そんな俺の疑問に答えるかのように、レイヴォルトはこちらを見据えながら一言…。
「次は当てる…」
「!?まさか…斬撃を…!」
「私にとって…なんの変哲もない木を斬り倒すことは容易い。お前達もこうはなりたくないはずだ…」
…マズイ!!レイヴォルトの脅しは本物だ…!
たぶん俺が下手な動きをすれば即座に攻撃を仕掛けてくるはず…。そうなれば俺もクリスもキューちゃんもひとたまりもない…。
くそっ!これはマジに詰んだっぽいぞ…!
…なんて思っていたら…
シュゥゥゥゥゥ…モクモクモクモク…
「げっ!?キッ…キューちゃん!」
「!…これは…」
俺もレイヴォルトも突然溢れ出す煙に衝撃を受ける…。辺りに漂い…やがて全てが掻き消されたとき…そこにいたのは…
「グルォォォォォ…!」
超巨大なドラゴンとなったキューちゃん…。この姿になるのも久しぶりだ…。…ってそんな場合じゃねぇ!

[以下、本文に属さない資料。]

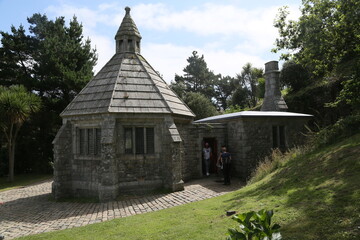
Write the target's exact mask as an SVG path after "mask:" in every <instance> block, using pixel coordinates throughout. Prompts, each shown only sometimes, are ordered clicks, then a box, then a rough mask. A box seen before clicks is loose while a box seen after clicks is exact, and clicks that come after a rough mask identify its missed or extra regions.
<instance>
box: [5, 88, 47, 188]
mask: <svg viewBox="0 0 360 240" xmlns="http://www.w3.org/2000/svg"><path fill="white" fill-rule="evenodd" d="M40 106H41V100H40V98H39V97H38V96H37V95H35V94H33V93H29V92H28V91H27V90H26V89H25V87H23V86H19V85H14V86H11V87H10V88H5V87H1V88H0V128H1V130H2V131H3V133H4V135H5V137H6V140H7V147H8V154H9V155H8V156H9V159H8V160H9V181H10V182H12V181H14V163H15V143H16V138H17V136H18V133H19V130H20V128H21V126H22V125H23V123H24V122H25V121H26V119H27V118H28V117H29V116H30V114H32V113H35V112H37V111H39V109H40Z"/></svg>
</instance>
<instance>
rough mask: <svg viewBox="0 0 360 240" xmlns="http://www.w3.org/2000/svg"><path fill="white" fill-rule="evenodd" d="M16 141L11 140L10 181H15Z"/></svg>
mask: <svg viewBox="0 0 360 240" xmlns="http://www.w3.org/2000/svg"><path fill="white" fill-rule="evenodd" d="M14 164H15V143H12V141H11V140H10V142H9V178H8V181H9V182H13V181H14Z"/></svg>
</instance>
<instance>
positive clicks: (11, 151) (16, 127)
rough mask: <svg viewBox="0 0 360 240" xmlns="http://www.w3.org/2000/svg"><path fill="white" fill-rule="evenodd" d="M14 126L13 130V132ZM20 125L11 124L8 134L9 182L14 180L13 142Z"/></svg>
mask: <svg viewBox="0 0 360 240" xmlns="http://www.w3.org/2000/svg"><path fill="white" fill-rule="evenodd" d="M14 127H15V132H14V133H13V130H14ZM20 127H21V125H15V126H14V125H12V126H11V128H10V130H11V132H10V134H9V182H13V181H14V166H15V143H16V137H17V135H18V133H19V129H20Z"/></svg>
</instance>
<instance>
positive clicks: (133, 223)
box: [21, 134, 360, 240]
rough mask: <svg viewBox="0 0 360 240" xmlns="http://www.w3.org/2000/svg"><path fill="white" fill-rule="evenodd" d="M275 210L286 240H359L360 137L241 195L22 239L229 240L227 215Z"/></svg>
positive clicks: (300, 158)
mask: <svg viewBox="0 0 360 240" xmlns="http://www.w3.org/2000/svg"><path fill="white" fill-rule="evenodd" d="M262 208H265V209H274V211H275V215H274V217H273V220H274V222H276V223H279V224H280V225H281V226H282V228H281V233H282V235H283V238H284V239H288V240H291V239H294V240H295V239H296V240H299V239H327V240H338V239H347V240H349V239H354V240H355V239H360V229H359V228H360V134H358V135H356V136H354V137H351V138H349V139H346V140H344V141H342V142H340V143H337V144H334V145H331V146H328V147H325V148H321V149H318V150H315V151H312V152H309V153H306V154H303V155H298V156H294V157H293V158H291V159H290V160H289V161H288V162H287V163H285V164H284V165H283V166H282V167H280V168H279V169H277V170H276V171H275V172H273V173H271V174H269V175H267V176H266V177H265V178H264V179H262V180H260V181H258V182H255V183H252V184H250V185H248V186H246V187H244V188H242V189H240V190H238V191H235V192H232V193H229V194H226V195H223V196H220V197H217V198H213V199H208V200H204V201H200V202H196V203H191V204H187V205H183V206H179V207H174V208H170V209H165V210H161V211H158V212H153V213H148V214H142V215H136V216H132V217H127V218H119V219H115V220H112V221H108V222H104V223H98V224H93V225H87V226H85V227H80V228H73V229H67V230H62V231H56V232H50V233H44V234H39V235H33V236H27V237H23V238H21V239H107V240H108V239H132V240H136V239H139V240H140V239H141V240H143V239H146V240H155V239H156V240H160V239H161V240H163V239H179V240H180V239H184V240H185V239H186V240H189V239H191V240H193V239H214V240H215V239H216V240H218V239H225V236H226V232H227V228H229V227H234V226H235V225H236V223H235V222H234V221H232V220H231V218H230V217H226V216H225V211H226V210H236V211H238V212H247V211H250V210H260V209H262Z"/></svg>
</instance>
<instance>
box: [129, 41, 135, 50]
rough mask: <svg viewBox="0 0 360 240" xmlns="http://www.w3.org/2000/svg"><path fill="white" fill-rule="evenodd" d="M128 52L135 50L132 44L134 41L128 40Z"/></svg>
mask: <svg viewBox="0 0 360 240" xmlns="http://www.w3.org/2000/svg"><path fill="white" fill-rule="evenodd" d="M128 50H129V51H133V50H134V46H133V44H132V39H129V40H128Z"/></svg>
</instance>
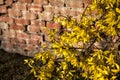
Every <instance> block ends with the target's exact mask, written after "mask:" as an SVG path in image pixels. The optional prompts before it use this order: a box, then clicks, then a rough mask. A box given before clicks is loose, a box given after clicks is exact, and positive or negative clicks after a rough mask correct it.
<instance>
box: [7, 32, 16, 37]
mask: <svg viewBox="0 0 120 80" xmlns="http://www.w3.org/2000/svg"><path fill="white" fill-rule="evenodd" d="M9 36H10V37H11V38H14V37H16V33H15V30H9Z"/></svg>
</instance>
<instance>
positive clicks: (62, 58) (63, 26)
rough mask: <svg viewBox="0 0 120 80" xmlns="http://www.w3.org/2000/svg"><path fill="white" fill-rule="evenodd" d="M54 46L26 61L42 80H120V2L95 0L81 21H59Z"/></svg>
mask: <svg viewBox="0 0 120 80" xmlns="http://www.w3.org/2000/svg"><path fill="white" fill-rule="evenodd" d="M54 21H55V22H58V23H60V24H61V25H62V27H61V29H60V30H56V29H50V30H49V31H50V33H49V36H50V45H49V47H48V46H45V45H44V46H43V50H44V51H43V52H41V53H38V54H36V55H35V57H34V58H33V59H29V60H28V59H27V60H25V63H26V64H28V66H29V67H30V68H31V73H34V76H35V77H37V79H38V80H85V79H87V80H89V79H90V80H116V79H118V76H119V75H120V64H118V63H119V61H117V59H116V57H120V55H117V54H119V51H120V50H119V48H118V46H117V47H115V44H119V40H120V0H92V2H91V4H89V5H88V6H87V7H86V9H85V11H84V12H83V14H82V15H80V19H77V21H76V19H74V18H71V17H63V16H62V17H61V16H59V17H55V18H54ZM116 55H117V56H116Z"/></svg>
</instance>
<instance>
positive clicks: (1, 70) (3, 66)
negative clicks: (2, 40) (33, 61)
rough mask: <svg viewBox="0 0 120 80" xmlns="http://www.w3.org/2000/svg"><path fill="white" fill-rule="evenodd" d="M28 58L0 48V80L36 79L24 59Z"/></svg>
mask: <svg viewBox="0 0 120 80" xmlns="http://www.w3.org/2000/svg"><path fill="white" fill-rule="evenodd" d="M26 58H30V57H26V56H22V55H19V54H16V53H8V52H5V51H3V50H0V80H36V79H35V78H34V77H33V75H32V74H30V72H29V71H30V70H29V67H27V65H25V64H24V59H26Z"/></svg>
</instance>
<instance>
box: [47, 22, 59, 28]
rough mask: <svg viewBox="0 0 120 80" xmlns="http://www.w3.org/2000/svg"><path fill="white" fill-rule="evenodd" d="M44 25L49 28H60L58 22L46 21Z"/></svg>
mask: <svg viewBox="0 0 120 80" xmlns="http://www.w3.org/2000/svg"><path fill="white" fill-rule="evenodd" d="M46 26H47V27H48V28H51V29H60V27H61V25H60V24H59V23H54V22H47V24H46Z"/></svg>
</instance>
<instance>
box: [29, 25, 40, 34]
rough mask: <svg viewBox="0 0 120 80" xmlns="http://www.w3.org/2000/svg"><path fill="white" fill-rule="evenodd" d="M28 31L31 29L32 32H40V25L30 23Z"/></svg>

「こっ…コラ!キューちゃん!今変身したら周りの奴らに…」
「…キューン…」
「まぁ…そりゃ絶体絶命のピンチだけどよ…」
…こうなったら仕方ねぇ!キューちゃんの力を借りてこの場を耐えしのぐしかねぇ!
幸いにも相手はレイヴォルト一人…。特に援軍も来てないっぽいし、なんとかなるだろ!隙を見て逃げれば…
…げっ…!そういや…ウザインがいねぇんだった!!どうやって合流しよう…
…と考えている隙に…
「ふっ…!」
シュッ…ズバァァァァ…ン!!
「うげっ!キューちゃん!避けろっ!!」
「キュッ!」
シュッ!…サッ!
アブねぇ…。レイヴォルトのやつ…キューちゃんに向かって斬撃を飛ばしやがった…。あまりにも切れ味鋭そうな勢いは、キューちゃんの退避によって霧散する…が…
「なるほど…さすがはドラゴン…。そうは簡単に攻撃は届かないか…。なら…」
「…!キューちゃん!気を付けろ!あいつ…なにか仕掛けて…!」
俺の必死の叫び声…。その言葉が届くよりも前に…
…ブァァァァァァァァ…!!
…!こっ…これは…!
一瞬の出来事…。辺り一面に竜巻が巻き起こった…。規模としてはそこまででかくはねぇが…木々も強い勢いにボロボロになっていく…。
まさか…レイヴォルトの一振りでこんなことができるなんて…!
「…さて…この竜巻の嵐にどう対処する?たった一匹のドラゴンではどうすることもできないとは思うが…」
姿の見えないレイヴォルトの声が耳へと届いてくる…。この絶望的な状況…確かにキューちゃんにはどうすることもできねぇ…が…
「へっ…!キューちゃんだけじゃねぇ!俺だっているんだよっ!『打消ネゲーションスキル』!」
俺の声と同時に…
フッ…サァァァァァ…
「むっ…竜巻が一瞬にして消えた…。なるほど…少年もよほど面白いスキルを持っているな…」
レイヴォルトの驚いたような声…。その心には予想外…という感情が伝わってくる…。
そう…俺の使ったスキル…それは…
『打消ネゲーションスキル』
このスキルを使用した場合、使用者は3分間攻撃を与えることができない。
スキル使用と同時に、使用者に迫るあらゆる攻撃を無効化することができる。
ふぃ…初めて使うな…このスキル…。ある意味では相当なチートスキルだ…。なんたってどんな攻撃も防げるし…。
ただ…スキルを再使用するには条件があるから連続して使えない…。そこがちょっとばかり不満なんだが…。
でも…キューちゃんと一緒ならなんとかなるかもしんねぇ!この調子で…レイヴォルトと戦ってやる!